Затем Ниель наконец поднимает на меня глаза с какой-то странной улыбкой, словно не понимает, почему я об этом спрашиваю.
– Николь… Та девушка, которой я была, всегда делала то, чего от нее ждали окружающие. Она была ненастоящая, и я больше не хотела ею быть. – Ниель закусывает губу, чтобы не заплакать снова. – Так тяжело было ее вспоминать. То, какой я когда-то была. Но я не она. Николь больше нет.

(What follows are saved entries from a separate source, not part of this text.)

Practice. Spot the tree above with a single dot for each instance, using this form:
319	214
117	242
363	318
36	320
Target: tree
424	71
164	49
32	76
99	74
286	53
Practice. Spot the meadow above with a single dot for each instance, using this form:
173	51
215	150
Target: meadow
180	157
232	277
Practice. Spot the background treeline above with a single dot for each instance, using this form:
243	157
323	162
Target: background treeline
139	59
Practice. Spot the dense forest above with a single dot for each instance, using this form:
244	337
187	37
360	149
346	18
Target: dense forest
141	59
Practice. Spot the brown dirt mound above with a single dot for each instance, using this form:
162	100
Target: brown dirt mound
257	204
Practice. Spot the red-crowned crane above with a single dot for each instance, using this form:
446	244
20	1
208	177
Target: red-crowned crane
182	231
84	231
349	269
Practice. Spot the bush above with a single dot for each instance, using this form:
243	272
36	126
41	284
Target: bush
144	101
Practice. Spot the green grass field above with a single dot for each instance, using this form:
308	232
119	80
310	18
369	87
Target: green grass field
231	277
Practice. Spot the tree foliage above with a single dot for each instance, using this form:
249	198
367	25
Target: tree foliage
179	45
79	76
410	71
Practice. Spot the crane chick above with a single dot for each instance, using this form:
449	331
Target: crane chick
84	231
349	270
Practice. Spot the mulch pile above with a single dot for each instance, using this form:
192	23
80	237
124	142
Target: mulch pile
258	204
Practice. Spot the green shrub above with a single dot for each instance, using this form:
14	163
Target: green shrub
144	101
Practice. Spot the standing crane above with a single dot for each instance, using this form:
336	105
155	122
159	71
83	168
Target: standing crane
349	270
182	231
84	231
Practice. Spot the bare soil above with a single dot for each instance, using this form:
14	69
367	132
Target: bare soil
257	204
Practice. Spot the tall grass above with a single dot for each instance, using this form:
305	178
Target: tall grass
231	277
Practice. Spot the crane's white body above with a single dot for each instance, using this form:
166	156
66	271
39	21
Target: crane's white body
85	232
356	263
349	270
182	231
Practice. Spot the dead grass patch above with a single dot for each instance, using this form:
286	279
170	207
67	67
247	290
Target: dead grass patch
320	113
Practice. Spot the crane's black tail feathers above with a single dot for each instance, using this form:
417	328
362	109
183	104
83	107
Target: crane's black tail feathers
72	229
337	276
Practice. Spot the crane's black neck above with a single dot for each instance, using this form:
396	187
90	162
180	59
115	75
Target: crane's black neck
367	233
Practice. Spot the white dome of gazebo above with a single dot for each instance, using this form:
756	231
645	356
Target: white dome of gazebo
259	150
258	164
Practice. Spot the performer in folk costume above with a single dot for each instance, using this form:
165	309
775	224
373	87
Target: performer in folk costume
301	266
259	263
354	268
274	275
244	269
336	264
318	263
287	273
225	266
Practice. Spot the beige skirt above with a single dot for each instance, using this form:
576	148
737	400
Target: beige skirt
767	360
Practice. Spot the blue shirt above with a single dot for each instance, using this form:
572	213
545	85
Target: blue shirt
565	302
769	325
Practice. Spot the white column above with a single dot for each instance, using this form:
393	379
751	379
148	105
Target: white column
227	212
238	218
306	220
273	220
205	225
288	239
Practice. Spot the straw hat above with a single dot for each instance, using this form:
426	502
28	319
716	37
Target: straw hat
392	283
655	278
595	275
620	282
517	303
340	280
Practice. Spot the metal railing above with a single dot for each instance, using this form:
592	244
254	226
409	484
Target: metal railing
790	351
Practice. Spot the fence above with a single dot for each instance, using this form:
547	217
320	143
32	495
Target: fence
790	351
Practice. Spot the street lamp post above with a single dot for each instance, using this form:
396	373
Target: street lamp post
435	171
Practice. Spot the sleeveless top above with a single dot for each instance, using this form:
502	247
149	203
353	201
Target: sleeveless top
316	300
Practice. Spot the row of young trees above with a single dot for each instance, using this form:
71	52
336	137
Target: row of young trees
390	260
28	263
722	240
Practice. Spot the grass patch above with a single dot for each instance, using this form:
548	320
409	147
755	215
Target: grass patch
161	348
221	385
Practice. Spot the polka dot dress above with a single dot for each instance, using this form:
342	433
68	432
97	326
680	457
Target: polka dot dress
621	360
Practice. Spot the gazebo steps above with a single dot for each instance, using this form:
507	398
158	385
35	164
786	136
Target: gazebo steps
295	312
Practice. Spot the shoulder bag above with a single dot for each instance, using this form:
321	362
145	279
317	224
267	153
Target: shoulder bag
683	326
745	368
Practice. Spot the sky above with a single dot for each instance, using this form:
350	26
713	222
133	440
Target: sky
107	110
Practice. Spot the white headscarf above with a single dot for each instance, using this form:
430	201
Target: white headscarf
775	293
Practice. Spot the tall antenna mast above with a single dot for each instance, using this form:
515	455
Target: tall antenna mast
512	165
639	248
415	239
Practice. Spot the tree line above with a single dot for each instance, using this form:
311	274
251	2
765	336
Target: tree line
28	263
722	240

Потому что…
– Потому что ты начала все сначала, – договариваю я за нее. – И это неплохо, наверное. Надеюсь, ты стала счастливее, когда превратилась в Ниель?
Ниель останавливается и поворачивается ко мне. Глаза у нее блестят.
– Да, – выдыхает она. – Стала. Но что, если это не настоящая я? Что, если я так хотела быть Ниель, что по пути потеряла себя?
Я протягиваю к ней руку. Расстояние между нами, как пропасть, и я больше не могу этого выносить. Она не противится, когда я обнимаю ее.
– По-моему, ты вовсе не потеряла себя. Просто позволила себе стать той, кем всегда хотела быть. И это делает тебя счастливой, – говорю я, целуя ее в макушку. – И меня ты тоже сделала счастливым. В общем, для меня ты – это… ты. Именно та, какой и должна быть.
Ниель пристально смотрит на меня. На лице у нее мелькает тень улыбки, капли дождя смешиваются со слезами.
– Я так по тебе скучала, Кэл.
– И я тоже по тебе скучал, – говорю я и целую ее мягкие, влажные губы. – А теперь объясни: почему я должен снова потерять тебя через столько лет?
Она отстраняется, вытирая слезы со щек, и качает головой. Говорить о самом больном – к этому она еще не готова.